3. Be encouraging. It’s not only what you say, but how you say it that matters. A person with an illness just wants to be treated like a normal person. So, think of them as still being the same person you were drawn to and then, your actions and words will do the same. An ill person wants to feel cared for, understood and respected. Ensure they know you love them, and will be there for them no matter what.
4. Be helpful. Actions speak louder than words. Rather than offer general help i.e. ‘if you need anything, call me’, try to be specific. Offer help like washing and ironing clothes, running errands and driving them to and from appointments. Be punctual, and let your ‘yes’ mean yes!
Always ask what they need from you and never assume anything. In your desire to help them, don’t over take! If you let them do nothing, them may feel they can do nothing. Just help them do what they can i.e. a mother or father would want to feel as though their role in parenting can still be fulfilled.
5. Stay in touch. If you truly love and care for them you will show them always. Talk about fun times shared together and laugh. Don’t be so fearful of saying the wrong things that you end up keeping your distance. Your presence alone will assure them you care about them. A friend or relative that is seriously ill may need you now more than ever. Words may not always take away pain, but your continued efforts to help that someone you love, will make their situation more bearable.
This recipe is easy! Perfect to add to pasta before baking it in the oven.
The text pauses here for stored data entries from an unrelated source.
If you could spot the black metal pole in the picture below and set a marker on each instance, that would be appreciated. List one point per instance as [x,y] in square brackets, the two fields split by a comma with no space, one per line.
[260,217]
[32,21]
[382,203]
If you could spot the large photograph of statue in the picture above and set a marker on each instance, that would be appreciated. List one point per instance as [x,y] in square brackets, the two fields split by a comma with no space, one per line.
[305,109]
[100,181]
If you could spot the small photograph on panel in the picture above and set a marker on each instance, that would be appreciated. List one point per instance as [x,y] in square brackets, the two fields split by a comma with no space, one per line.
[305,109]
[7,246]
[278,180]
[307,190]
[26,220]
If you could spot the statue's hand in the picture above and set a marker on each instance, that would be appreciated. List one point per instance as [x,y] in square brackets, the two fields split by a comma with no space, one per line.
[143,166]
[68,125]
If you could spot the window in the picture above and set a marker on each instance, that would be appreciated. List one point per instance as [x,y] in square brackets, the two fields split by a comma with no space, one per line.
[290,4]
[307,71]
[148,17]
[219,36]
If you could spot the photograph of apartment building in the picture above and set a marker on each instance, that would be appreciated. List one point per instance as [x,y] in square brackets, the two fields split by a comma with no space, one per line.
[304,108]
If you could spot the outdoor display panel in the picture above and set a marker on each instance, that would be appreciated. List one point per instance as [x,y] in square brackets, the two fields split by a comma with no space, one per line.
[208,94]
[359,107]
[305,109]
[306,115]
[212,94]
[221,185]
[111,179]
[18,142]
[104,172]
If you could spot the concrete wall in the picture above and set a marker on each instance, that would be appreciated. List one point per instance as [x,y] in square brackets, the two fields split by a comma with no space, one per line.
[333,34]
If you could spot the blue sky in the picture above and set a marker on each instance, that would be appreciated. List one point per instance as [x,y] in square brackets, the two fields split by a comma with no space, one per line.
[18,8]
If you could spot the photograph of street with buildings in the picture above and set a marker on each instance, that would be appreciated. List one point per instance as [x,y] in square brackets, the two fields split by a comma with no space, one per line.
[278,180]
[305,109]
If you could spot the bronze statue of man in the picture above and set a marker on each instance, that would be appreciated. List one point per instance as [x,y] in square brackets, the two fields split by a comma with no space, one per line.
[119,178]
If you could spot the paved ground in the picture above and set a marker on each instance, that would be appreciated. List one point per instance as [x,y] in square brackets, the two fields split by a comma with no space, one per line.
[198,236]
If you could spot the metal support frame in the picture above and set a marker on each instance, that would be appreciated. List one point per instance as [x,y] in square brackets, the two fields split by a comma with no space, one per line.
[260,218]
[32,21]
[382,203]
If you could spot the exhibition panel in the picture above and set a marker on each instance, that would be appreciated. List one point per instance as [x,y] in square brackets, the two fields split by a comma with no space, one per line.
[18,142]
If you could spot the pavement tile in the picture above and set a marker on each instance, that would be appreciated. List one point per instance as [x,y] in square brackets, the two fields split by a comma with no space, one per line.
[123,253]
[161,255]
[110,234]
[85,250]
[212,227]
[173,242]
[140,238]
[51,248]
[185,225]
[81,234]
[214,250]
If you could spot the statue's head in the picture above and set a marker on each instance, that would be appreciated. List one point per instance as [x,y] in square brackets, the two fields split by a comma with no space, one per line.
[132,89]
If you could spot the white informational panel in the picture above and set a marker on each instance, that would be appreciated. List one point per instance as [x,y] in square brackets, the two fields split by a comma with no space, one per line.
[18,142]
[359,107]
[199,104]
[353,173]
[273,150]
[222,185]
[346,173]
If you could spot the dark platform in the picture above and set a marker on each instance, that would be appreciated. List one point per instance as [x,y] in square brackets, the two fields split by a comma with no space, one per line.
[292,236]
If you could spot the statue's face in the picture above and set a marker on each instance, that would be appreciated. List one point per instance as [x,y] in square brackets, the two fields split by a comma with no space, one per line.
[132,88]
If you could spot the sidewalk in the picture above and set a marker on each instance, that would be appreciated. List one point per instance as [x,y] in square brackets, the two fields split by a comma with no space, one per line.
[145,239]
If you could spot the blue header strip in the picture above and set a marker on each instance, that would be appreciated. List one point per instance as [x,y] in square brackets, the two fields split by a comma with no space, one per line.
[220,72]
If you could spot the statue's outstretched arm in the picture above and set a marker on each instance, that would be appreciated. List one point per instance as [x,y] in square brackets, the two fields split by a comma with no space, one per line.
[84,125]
This will make anyone feel better.
Macaroni Cheese Sauce
Enough for 4-5 servings.
450 ml whole milk.
25 g plain flour
25 g unsalted butter
1 tspn English mustard
175 g quality mature cheese
Salt and pepper
Pour the milk into a pan and whisk in the flour then add the butter over a medium heat.
Stir until the mixture thickens and comes to the boil then lower the heat to a simmer.
Add the mustard and three quarters of the grated cheese with salt and pepper.
Add the sauce to a ovenproof dish pouring over cooked pasta. Sprinkle the remaining cheese over the top along with some basil leaves and sliced tomatoes and bake for 20 minutes in a pre-heated 200C oven.
Serve with a salad or some green vegetables.
A little tip: add chopped bacon rashes over the final cheese sprinkling.